Сработали системы пожаротушения, которыми был оборудован данный борт, но тушить им было нечего. Они лишь распыляли раствор, который почти сразу же вытягивало в пробоину.


Пассажиры покорно сидели в своих креслах, у некоторых под носом можно было заметить струйки крови. Никому из них не суждено было очнуться.


За несколько секунд до взрыва Стив сорвался. Он отстегнул ремни и собрался броситься в салон и выключить таймер. Он понял, что не хочет умирать. Он не хочет убивать. Но не успел. Прогремел взрыв. В кабине он больше походил на шелест. Звуковые и световые оповещения сразу дали понять, что случилось непоправимое. Панель управления сигнализировала о разгерметизации, пожаре, взрыве, нарушении целостности фюзеляжа. Но при этом в первые несколько секунд он не почувствовал никаких изменений в поведении самолета.


«Взрыв оказался недостаточно мощным, я смогу посадить самолет, а там что-нибудь придумаю, выкручусь», — подумал Стив.


Но спустя несколько мгновений раздался скрежет, внизу живота ухнуло и самолет резко ушел в пике. Стив хотел доползти до кресла, но сделать это было практически невозможно. Кабину начало вращать, и его вдавило в стену, а затем бросило на панель приборов, с которой он скатился на пол и оказался в луже крови Дэна, попытался встать, но поскользнулся и снова оказался на полу. Весь мир вокруг вращался. Он перестал осознавать где находится, по ощущениям, у него уже была сломана грудная клетка и пробита голова.


Но через какое-то время вращение прекратилось, и Стив, собравшись с силами, смог подтянуться на кресле. Он чувствовал, что самолет падает, он знал, что ничего уже не исправить, но инстинкт самосохранения заставлял верить.


Он схватился за штурвал и попытался потянуть его на себя, но самолет не реагировал. Кабину снова перевернуло, Стива прижало к боковому стеклу.


В этот момент ему открылся весь масштаб повреждений.
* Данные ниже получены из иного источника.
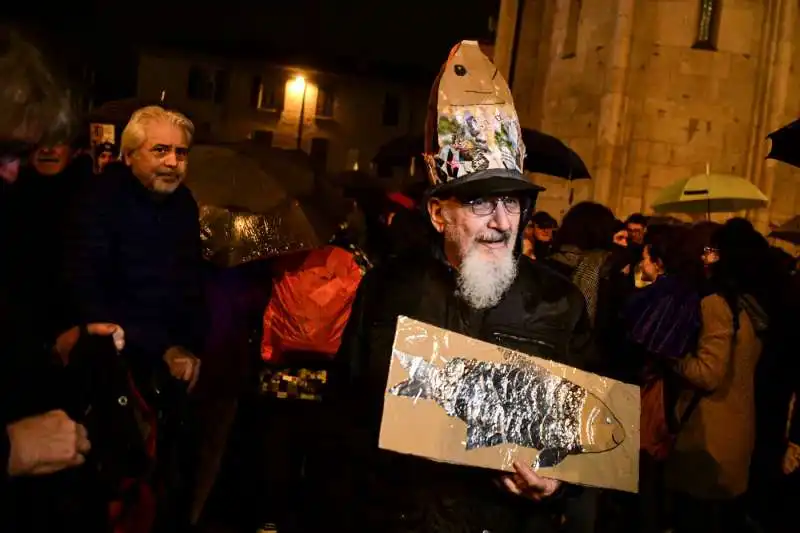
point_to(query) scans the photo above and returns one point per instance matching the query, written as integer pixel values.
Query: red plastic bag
(310, 304)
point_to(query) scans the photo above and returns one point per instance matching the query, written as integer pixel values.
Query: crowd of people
(108, 309)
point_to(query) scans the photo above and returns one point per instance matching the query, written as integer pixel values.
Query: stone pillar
(613, 109)
(504, 37)
(781, 65)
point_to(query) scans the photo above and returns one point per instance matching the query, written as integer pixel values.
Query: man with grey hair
(134, 257)
(141, 211)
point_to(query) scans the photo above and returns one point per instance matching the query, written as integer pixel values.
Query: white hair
(134, 136)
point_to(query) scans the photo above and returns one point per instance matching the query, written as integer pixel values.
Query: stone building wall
(621, 84)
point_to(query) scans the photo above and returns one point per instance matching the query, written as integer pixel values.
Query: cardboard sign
(455, 399)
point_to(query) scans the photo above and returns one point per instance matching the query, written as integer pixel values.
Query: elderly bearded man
(474, 281)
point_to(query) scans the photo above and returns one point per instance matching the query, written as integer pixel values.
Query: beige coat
(712, 453)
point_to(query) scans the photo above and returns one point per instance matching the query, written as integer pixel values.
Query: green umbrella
(709, 193)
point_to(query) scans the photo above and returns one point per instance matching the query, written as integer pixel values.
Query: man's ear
(435, 210)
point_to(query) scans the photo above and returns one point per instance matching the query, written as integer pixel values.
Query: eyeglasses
(161, 151)
(483, 207)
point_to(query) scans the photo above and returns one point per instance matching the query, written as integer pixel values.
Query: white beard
(481, 282)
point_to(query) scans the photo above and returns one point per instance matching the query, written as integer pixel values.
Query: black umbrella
(548, 155)
(784, 144)
(545, 154)
(233, 235)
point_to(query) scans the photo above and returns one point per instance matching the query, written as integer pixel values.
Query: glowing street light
(299, 86)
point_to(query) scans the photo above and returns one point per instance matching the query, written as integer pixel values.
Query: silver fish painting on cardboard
(514, 402)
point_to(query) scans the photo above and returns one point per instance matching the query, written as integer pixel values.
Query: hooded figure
(473, 280)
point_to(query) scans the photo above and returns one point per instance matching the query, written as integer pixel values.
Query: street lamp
(299, 85)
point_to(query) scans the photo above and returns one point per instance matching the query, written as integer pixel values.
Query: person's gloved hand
(528, 484)
(45, 444)
(67, 340)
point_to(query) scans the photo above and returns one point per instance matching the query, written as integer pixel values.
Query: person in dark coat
(33, 106)
(134, 258)
(474, 281)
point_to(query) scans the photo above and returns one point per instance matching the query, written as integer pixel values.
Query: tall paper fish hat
(473, 140)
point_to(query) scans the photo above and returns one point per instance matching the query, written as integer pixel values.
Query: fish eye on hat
(474, 146)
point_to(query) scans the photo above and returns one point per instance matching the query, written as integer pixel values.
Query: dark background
(96, 44)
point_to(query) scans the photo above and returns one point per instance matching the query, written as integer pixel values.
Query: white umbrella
(709, 193)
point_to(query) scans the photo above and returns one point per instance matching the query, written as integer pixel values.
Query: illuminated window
(267, 94)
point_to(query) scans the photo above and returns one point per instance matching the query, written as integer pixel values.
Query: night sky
(409, 32)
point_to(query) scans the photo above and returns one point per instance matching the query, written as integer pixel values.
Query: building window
(325, 101)
(573, 27)
(707, 25)
(319, 154)
(207, 84)
(391, 110)
(267, 94)
(263, 137)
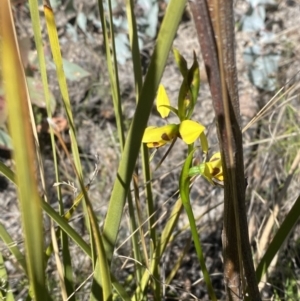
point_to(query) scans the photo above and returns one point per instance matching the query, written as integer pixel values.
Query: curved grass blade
(184, 188)
(5, 290)
(134, 138)
(17, 98)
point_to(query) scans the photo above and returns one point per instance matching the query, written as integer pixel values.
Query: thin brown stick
(215, 27)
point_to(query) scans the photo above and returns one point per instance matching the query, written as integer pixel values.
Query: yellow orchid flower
(159, 136)
(190, 130)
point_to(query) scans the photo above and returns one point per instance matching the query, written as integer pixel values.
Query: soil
(267, 164)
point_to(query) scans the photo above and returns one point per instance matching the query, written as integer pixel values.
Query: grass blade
(185, 196)
(133, 142)
(18, 102)
(278, 240)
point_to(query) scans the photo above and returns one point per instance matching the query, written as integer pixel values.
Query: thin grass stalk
(17, 98)
(115, 89)
(137, 70)
(129, 156)
(68, 274)
(5, 290)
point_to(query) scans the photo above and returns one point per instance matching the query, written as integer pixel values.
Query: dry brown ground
(267, 163)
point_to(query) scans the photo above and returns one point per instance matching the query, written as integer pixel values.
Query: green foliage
(149, 243)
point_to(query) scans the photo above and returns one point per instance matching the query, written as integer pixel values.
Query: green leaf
(183, 100)
(5, 140)
(126, 168)
(181, 62)
(162, 102)
(158, 136)
(194, 84)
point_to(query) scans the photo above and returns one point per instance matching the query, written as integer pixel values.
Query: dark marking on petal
(216, 170)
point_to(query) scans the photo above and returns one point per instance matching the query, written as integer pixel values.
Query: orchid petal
(190, 130)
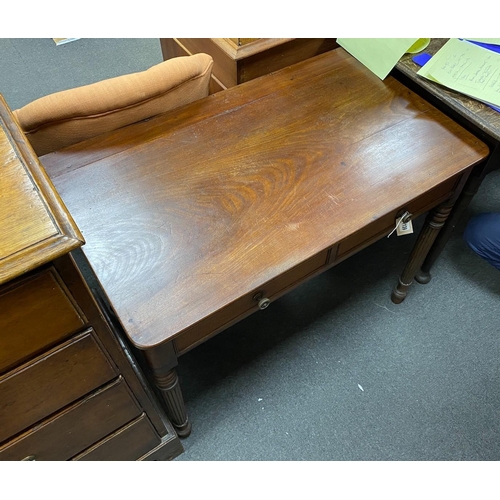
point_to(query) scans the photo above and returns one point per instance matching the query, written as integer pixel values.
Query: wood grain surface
(187, 213)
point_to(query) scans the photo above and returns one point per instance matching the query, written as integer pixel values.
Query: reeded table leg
(174, 402)
(433, 223)
(162, 361)
(423, 275)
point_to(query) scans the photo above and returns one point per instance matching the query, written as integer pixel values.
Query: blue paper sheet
(423, 58)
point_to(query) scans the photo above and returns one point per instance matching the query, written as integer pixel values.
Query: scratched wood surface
(188, 212)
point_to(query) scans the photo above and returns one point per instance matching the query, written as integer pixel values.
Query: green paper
(379, 55)
(466, 68)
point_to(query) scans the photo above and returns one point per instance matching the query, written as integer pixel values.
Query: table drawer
(35, 313)
(35, 390)
(247, 304)
(77, 427)
(385, 224)
(129, 443)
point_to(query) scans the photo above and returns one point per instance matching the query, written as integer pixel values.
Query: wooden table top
(189, 211)
(474, 111)
(34, 224)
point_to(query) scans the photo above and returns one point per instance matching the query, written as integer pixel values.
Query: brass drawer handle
(262, 302)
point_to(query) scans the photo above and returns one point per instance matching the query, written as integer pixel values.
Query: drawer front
(77, 427)
(38, 389)
(34, 314)
(129, 443)
(247, 304)
(385, 224)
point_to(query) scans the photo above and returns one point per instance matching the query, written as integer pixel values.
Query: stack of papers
(468, 68)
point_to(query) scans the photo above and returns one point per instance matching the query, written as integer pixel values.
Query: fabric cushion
(70, 116)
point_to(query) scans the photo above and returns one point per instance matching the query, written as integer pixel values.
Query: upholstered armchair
(70, 116)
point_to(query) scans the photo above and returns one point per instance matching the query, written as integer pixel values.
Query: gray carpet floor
(333, 370)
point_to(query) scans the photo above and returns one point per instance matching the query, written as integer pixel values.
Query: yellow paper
(466, 68)
(380, 55)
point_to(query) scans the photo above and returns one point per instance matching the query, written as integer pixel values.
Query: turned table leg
(471, 187)
(433, 223)
(423, 275)
(162, 361)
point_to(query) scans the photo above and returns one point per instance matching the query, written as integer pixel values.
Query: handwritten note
(380, 55)
(466, 68)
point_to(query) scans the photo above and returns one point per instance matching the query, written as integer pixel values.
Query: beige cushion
(64, 118)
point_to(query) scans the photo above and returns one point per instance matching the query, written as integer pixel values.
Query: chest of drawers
(69, 389)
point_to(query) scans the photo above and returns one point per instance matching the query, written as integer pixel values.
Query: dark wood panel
(52, 381)
(275, 58)
(129, 443)
(77, 427)
(247, 304)
(386, 223)
(34, 224)
(233, 192)
(35, 314)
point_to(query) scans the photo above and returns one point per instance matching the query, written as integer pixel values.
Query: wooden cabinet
(69, 389)
(238, 60)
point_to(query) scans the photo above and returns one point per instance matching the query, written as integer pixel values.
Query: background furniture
(70, 116)
(69, 388)
(473, 115)
(236, 202)
(238, 60)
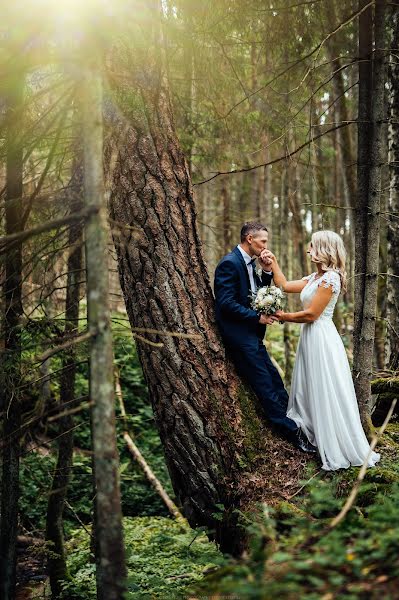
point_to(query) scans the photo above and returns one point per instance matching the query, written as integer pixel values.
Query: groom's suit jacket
(237, 321)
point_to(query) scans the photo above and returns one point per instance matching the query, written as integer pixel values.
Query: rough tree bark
(12, 350)
(371, 158)
(56, 562)
(392, 299)
(111, 572)
(217, 449)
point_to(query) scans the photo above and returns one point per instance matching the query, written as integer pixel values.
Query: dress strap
(330, 279)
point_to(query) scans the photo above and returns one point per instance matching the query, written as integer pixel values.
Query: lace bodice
(328, 279)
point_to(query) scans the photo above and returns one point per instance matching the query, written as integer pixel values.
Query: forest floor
(293, 554)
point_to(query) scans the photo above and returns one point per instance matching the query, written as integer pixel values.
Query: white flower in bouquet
(268, 300)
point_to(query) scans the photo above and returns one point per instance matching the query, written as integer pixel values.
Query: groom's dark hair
(251, 227)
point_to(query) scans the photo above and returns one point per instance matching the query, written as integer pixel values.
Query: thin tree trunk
(111, 570)
(392, 298)
(12, 352)
(57, 567)
(226, 216)
(363, 166)
(363, 361)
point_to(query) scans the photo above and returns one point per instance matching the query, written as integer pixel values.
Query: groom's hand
(267, 319)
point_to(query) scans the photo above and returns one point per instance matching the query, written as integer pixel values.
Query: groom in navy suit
(243, 329)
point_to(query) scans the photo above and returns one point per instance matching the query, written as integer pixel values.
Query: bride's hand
(266, 259)
(280, 315)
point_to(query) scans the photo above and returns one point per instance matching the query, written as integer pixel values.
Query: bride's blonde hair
(329, 251)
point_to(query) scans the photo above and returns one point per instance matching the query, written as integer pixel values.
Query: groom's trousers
(254, 365)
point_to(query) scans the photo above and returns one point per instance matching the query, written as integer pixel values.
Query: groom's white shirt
(248, 260)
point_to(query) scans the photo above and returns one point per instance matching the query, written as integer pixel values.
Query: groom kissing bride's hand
(243, 329)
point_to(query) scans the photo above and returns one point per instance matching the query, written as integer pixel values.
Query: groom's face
(258, 242)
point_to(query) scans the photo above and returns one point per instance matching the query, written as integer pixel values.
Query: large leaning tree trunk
(217, 448)
(368, 220)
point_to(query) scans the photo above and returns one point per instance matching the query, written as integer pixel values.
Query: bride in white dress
(322, 399)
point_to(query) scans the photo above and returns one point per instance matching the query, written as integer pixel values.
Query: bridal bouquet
(268, 300)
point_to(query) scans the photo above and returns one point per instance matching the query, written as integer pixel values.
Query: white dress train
(322, 399)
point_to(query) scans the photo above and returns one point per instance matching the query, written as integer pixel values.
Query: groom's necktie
(252, 275)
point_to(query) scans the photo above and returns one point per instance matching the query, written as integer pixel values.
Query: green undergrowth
(296, 554)
(162, 556)
(138, 497)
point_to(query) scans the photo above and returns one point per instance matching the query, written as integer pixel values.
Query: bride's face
(311, 252)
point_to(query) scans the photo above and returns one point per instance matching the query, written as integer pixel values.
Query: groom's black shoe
(303, 443)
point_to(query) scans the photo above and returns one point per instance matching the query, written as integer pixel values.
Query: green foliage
(138, 497)
(294, 553)
(163, 557)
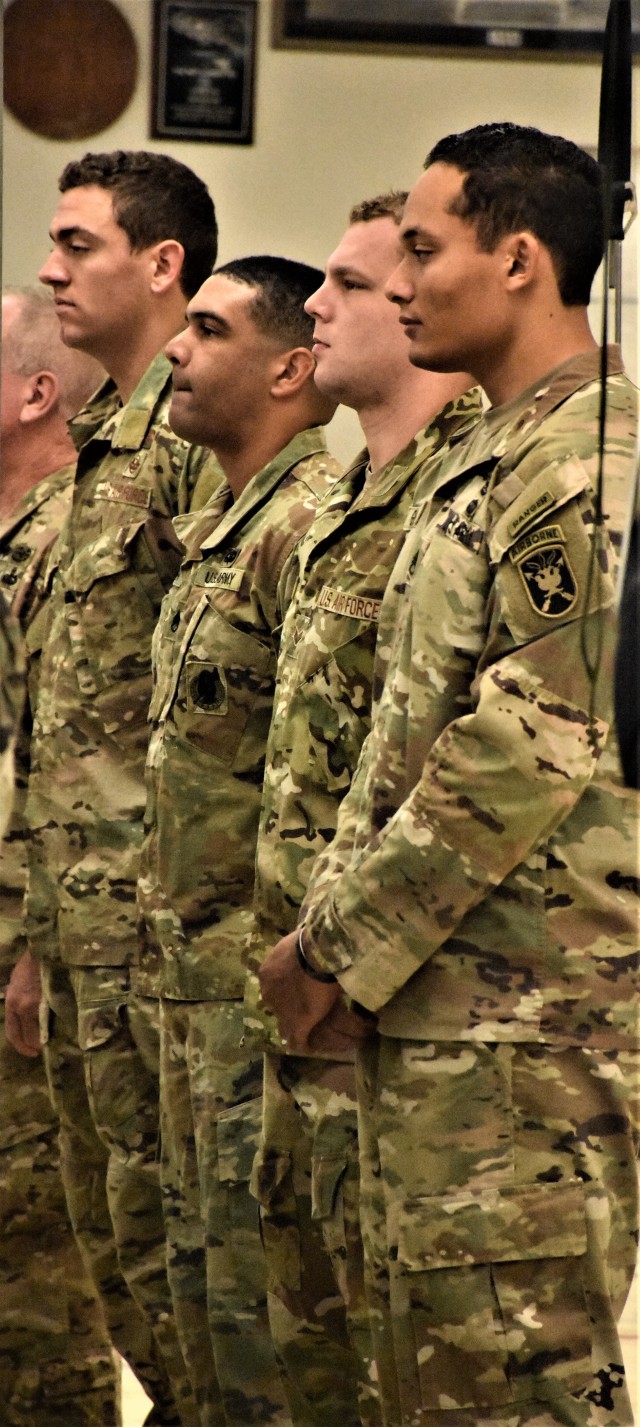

В ста метрах правее, в куче обломков, объятый огнем, падал один из двигателей; куски крыльев и фюзеляжа были повсюду. Он перевел взгляд правее и понял, что самолет практически перестал существовать – небольшие куски обшивки продолжали отрываться от того, что еще недавно было салоном.


Кабина наконец стабилизировалась и устремилась вертикально вниз. Стив перекатился и теперь оказался у лобового стекла. Перегрузки были катастрофическими, но, к его ужасу, сознание никак не уходило.


Он хотел заснуть, умереть, отключиться – но мог лишь беспомощно смотреть вперед. Внизу показались облака, но уже спустя несколько секунд они остались позади.


И только в этот момент Стив понял, что ужас, испытанный им до этого, был ничем. Сквозь стекло он увидел бескрайнюю морскую гладь, которая приближалась с огромной скоростью, а вместе с ней – и неминуемая гибель. Осознавать, что ты умрешь меньше чем через минуту, и быть простым наблюдателем – это худшее, что он мог себе представить.


Стив начал орать, он орал так истошно, что срывался на фальцет, он ничего не вспоминал: ни свою жизнь, ни родителей, ни друзей. Он просто орал, пока голос не перешел на хрип. Что-то теплое потекло по ногам – не выдержал мочевой пузырь.


За несколько секунд до столкновения он мог только выть, по стеклу размазались слюни и сопли вперемешку с кровью из разбитого носа. Где-то позади раздался механический голос, который слышат многие пилоты перед концом:


– Pull up! Pull up!


Стив его не слышал, он хотел зажмуриться, но организм перестал подчиняться. Еще мгновенье, и кабина расплющилась о поверхность воды.

Объект. 7 августа

Игорь зашел в душевую кабину, провел рукой по голографической панели, не глядя выставив среднюю температуру. Струи воды впились в тело, смывая все пережитое за последний день. Он не откинул голову назад, как обычно это делал, а просто смотрел в одну точку, затем осмотрел себя с ног до головы. Пара небольших синяков на ногах, даже биорегенератор использовать не придется.